Theorem 1 For any ${{\mathsf X}}$-valued random variable ${U}$ with distribution ${P_U}$, we have

$\displaystyle \mathop{\mathbb E}\left\{ \sum^T_{t=1} f_t(X_t) - \sum^T_{t=1} f_t(U)\right\} = \eta^{-1} \left( D(P_U \| P_0) - D(P_U \| P_T)\right) + \eta^{-1}\sum^T_{t=1} D(P_{t-1}\| P_t). \ \ \ \ \ (1)$

Proof: We begin by computing the divergence ${D(P_{t-1}\|P_t)}$:

$\displaystyle \begin{array}{rcl} D(P_{t-1}\| P_t) &=& \int_{\mathsf X} \log \frac{dP_{t-1}(x)}{dP_t} P_{t-1}(dx) \\ &=& \int_{\mathsf X} \log \frac{dP_{t-1}(x)}{dP_0} P_{t-1}(dx) - \int_{\mathsf X} \log \frac{dP_t(x)}{dP_0} P_{t-1}(dx) \\ &=& \int_{\mathsf X} \log \frac{e^{-\eta F_{t-1}(x)}}{Z_{t-1}} P_{t-1}(dx) - \int_{\mathsf X} \log \frac{e^{-\eta F_t(x)}}{Z_t} P_{t-1}(dx) \\ &=& \eta\ \mathop{\mathbb E}\left[F_t(X_t) - F_{t-1}(X_t) \right] + \log\frac{Z_t}{Z_{t-1}} \\ &=& \eta\ \mathop{\mathbb E} f_t(X_t) + \log\frac{Z_t}{Z_{t-1}}. \end{array}$

Hence,

$\displaystyle \mathop{\mathbb E} f_t(X_t) = \eta^{-1}\left(D(P_{t-1}\| P_t) - \log \frac{Z_t}{Z_{t-1}}\right).$

Summing from ${t=1}$ to ${t=T}$ and using the fact that ${Z_0 \equiv 1}$, we obtain

$\displaystyle \mathop{\mathbb E}\left\{ \sum^T_{t=1}f_t(X_t)\right\} = \eta^{-1}\left( \sum^T_{t=1} D(P_{t-1}\| P_t) - \log Z_T\right).$

Now let ${U}$ be a random variable with distribution ${P_U}$. Then

$\displaystyle \begin{array}{rcl} \mathop{\mathbb E}\left\{\sum^T_{t=1} f_t(U)\right\} &=& \mathop{\mathbb E} F_T(U) \\ &=& -\eta^{-1}\left( \int_{\mathsf X} \log \frac{dP_T(u)}{dP_0} P_U(du) + \log Z_T \right) \\ &=& -\eta^{-1}\left( \int_{\mathsf X} \log \frac{dP_T(u)}{dP_U} P_U(du) + \int_{\mathsf X} \log \frac{dP_U(u)}{dP_0} P_U(du) + \log Z_T \right) \\ &=& -\eta^{-1}\left( D(P_U \| P_0) - D(P_U \| P_T) + \log Z_T\right). \end{array}$

Collecting everything, we get (1). (Note that we only need to consider those ${P_U}$ that satisfy ${D(P_U \| P_0) < \infty}$, because then ${D(P_U \| P_t) < \infty}$ for every ${t}$.) $\Box$

If we assume more about the functions in ${{\mathcal F}}$, we can particularize the above result in various ways.
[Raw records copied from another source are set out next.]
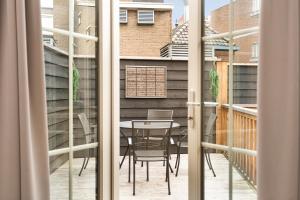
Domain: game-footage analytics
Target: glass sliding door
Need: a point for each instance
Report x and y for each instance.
(229, 93)
(71, 69)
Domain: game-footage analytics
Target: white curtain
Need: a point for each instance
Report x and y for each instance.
(24, 170)
(278, 101)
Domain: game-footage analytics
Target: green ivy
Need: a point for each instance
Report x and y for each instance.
(214, 82)
(76, 76)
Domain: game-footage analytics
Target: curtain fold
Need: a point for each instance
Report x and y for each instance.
(24, 168)
(278, 102)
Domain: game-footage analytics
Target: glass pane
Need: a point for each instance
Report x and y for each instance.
(245, 59)
(233, 91)
(55, 14)
(59, 177)
(85, 109)
(57, 88)
(85, 174)
(85, 94)
(85, 17)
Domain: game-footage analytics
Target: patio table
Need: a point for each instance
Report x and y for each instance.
(146, 126)
(149, 126)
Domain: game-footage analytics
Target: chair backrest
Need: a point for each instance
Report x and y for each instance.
(143, 134)
(210, 123)
(154, 114)
(160, 114)
(86, 127)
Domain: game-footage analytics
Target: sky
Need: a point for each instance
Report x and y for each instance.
(209, 6)
(178, 6)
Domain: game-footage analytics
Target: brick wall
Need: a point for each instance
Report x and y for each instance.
(136, 40)
(145, 40)
(244, 18)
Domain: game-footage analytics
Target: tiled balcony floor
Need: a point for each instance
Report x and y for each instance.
(216, 188)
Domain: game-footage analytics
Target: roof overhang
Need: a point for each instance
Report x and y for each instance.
(145, 5)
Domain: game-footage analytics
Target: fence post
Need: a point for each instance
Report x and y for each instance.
(221, 124)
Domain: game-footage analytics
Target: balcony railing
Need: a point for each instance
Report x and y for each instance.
(244, 137)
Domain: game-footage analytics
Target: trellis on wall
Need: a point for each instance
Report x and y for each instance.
(146, 81)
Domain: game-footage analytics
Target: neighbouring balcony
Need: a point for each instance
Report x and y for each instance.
(244, 168)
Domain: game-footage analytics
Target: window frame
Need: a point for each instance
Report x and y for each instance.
(126, 16)
(139, 11)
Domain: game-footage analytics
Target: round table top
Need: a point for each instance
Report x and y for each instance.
(151, 125)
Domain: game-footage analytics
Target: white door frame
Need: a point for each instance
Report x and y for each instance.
(110, 101)
(109, 106)
(194, 97)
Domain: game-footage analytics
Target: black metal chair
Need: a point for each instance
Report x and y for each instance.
(155, 114)
(146, 149)
(89, 136)
(152, 114)
(183, 144)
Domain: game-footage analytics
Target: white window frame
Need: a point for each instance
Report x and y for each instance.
(255, 7)
(145, 22)
(108, 101)
(122, 11)
(254, 51)
(195, 105)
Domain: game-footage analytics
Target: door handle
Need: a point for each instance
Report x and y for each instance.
(193, 103)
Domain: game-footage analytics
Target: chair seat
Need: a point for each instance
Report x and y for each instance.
(150, 155)
(183, 144)
(129, 140)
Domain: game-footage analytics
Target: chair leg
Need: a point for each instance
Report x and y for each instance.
(83, 164)
(87, 161)
(147, 171)
(124, 156)
(89, 155)
(178, 165)
(170, 168)
(129, 164)
(168, 177)
(133, 177)
(178, 152)
(206, 158)
(212, 169)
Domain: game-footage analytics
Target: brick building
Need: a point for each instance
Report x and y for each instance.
(248, 16)
(145, 26)
(145, 35)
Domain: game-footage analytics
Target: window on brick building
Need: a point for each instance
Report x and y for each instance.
(146, 81)
(123, 16)
(145, 16)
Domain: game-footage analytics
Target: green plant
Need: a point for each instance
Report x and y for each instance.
(76, 76)
(214, 82)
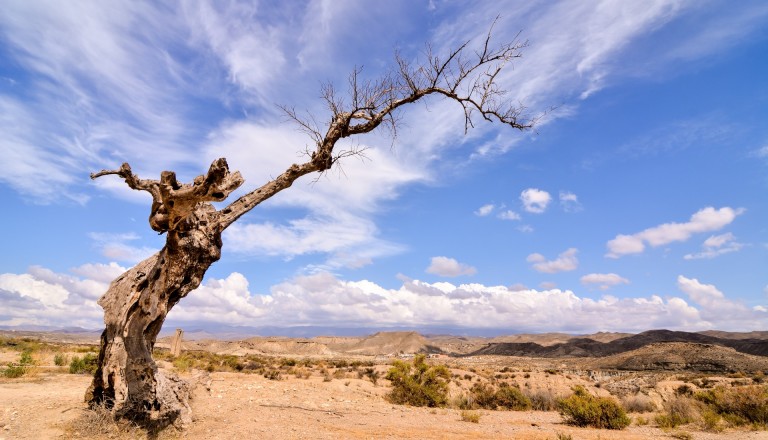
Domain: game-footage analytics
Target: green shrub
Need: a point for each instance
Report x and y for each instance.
(542, 400)
(470, 416)
(371, 374)
(678, 411)
(14, 371)
(418, 384)
(739, 405)
(86, 364)
(20, 368)
(584, 409)
(183, 363)
(59, 359)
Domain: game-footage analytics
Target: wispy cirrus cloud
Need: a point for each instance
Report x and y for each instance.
(717, 245)
(705, 220)
(535, 200)
(566, 261)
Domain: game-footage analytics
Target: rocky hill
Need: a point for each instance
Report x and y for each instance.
(683, 356)
(587, 347)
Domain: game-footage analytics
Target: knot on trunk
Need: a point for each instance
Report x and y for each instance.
(174, 202)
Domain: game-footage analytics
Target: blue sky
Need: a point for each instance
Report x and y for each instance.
(639, 202)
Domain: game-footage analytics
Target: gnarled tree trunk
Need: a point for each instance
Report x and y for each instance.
(128, 381)
(136, 304)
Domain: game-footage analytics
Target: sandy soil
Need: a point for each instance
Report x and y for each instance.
(249, 406)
For instance, here is what we get if the functions in ${{\mathcal F}}$ are nonnegative and bounded:

Theorem 2 If the functions in ${{\mathcal F}}$ are bounded between ${0}$ and ${1}$, then

$\displaystyle \mathop{\mathbb E}\left\{ \sum^T_{t=1} f_t(X_t) - \sum^T_{t=1} f_t(U)\right\} \le \eta^{-1} D(P_U \| P_0) + T\eta/8. \ \ \ \ \ (2)$

Proof: Let us inspect the divergence ${D(P_{t-1}\| P_t)}$:

$\displaystyle \begin{array}{rcl} D(P_{t-1}\|P_t) &=& \eta \mathop{\mathbb E} f_t(X_t) + \log\frac{Z_t}{Z_{t-1}} \\ &=& \eta \mathop{\mathbb E} f_t(X_t) + \log \frac{ \int_{\mathsf X} e^{-\eta F_t(x)}P_0(dx)}{Z_{t-1}} \\ &=& \eta \mathop{\mathbb E} f_t(X_t) + \log \frac{ \int_{\mathsf X} e^{-\eta f_t(x)} e^{-\eta F_{t-1}(x)}P_0(dx)}{Z_{t-1}} \\ &=& \eta \mathop{\mathbb E} f_t(X_t) + \log \mathop{\mathbb E} e^{-\eta f_t(X_{t})}. \end{array}$

Now we recall a nifty bound, due to Wassily Hoeffding (see, for example, Lemma 1 in these lecture notes by Gábor Lugosi): If ${Z}$ is a real-valued random variable such that ${a \le Z \le b}$ almost surely, then for any ${s \in {\mathbb R}}$ we have

$\displaystyle \log \mathop{\mathbb E} e^{sZ} \le s \mathop{\mathbb E} Z + \frac{s^2 (b-a)^2}{8}.$

We can apply this bound to ${Z = f_t(X_{t-1})}$ with ${s=-\eta}$, ${a = 0}$, and ${b = 1}$ to get

$\displaystyle \log \mathop{\mathbb E} e^{-\eta f_t(X_{t})} \le -\eta\ \mathop{\mathbb E} f_t(X_t) + \frac{\eta^2}{8}.$

Then the terms involving the expectation of ${f_t(X_t)}$ will cancel, and we will obtain

$\displaystyle D(P_{t-1}\|P_t) \le \frac{\eta^2}{8}.$

Summing over ${t}$ and using the fact that divergence is nonnegative, we obtain (2). $\Box$

If we know the horizon ${T}$ is advance and if we consider only those comparator distributions ${P_U}$, for which ${D(P_U \| P_0)}$ is bounded by some ${D < \infty}$, then we can optimize the choice of ${\eta}$: letting ${\eta = \sqrt{8D/T}}$, we will guarantee that the regret will be bounded by ${\sqrt{DT/2}}$. In other words, the per-round regret is ${O(1/\sqrt{T})}$. There are also various tricks that can be used when ${T}$ is not known in advance. Of course, sampling from these ${P_t}$‘s may be difficult, especially if ${{\mathsf X}}$ has large cardinality or is contained in a high-dimensional space. In fact, the paper by Hari and Sasha addresses the question of whether this can be done efficiently. They present an explicit strategy, based on a modified Metropolis–Hastings algorithm, that can be used to approximately sample from the ${P_t}$‘s in a computationally efficient manner.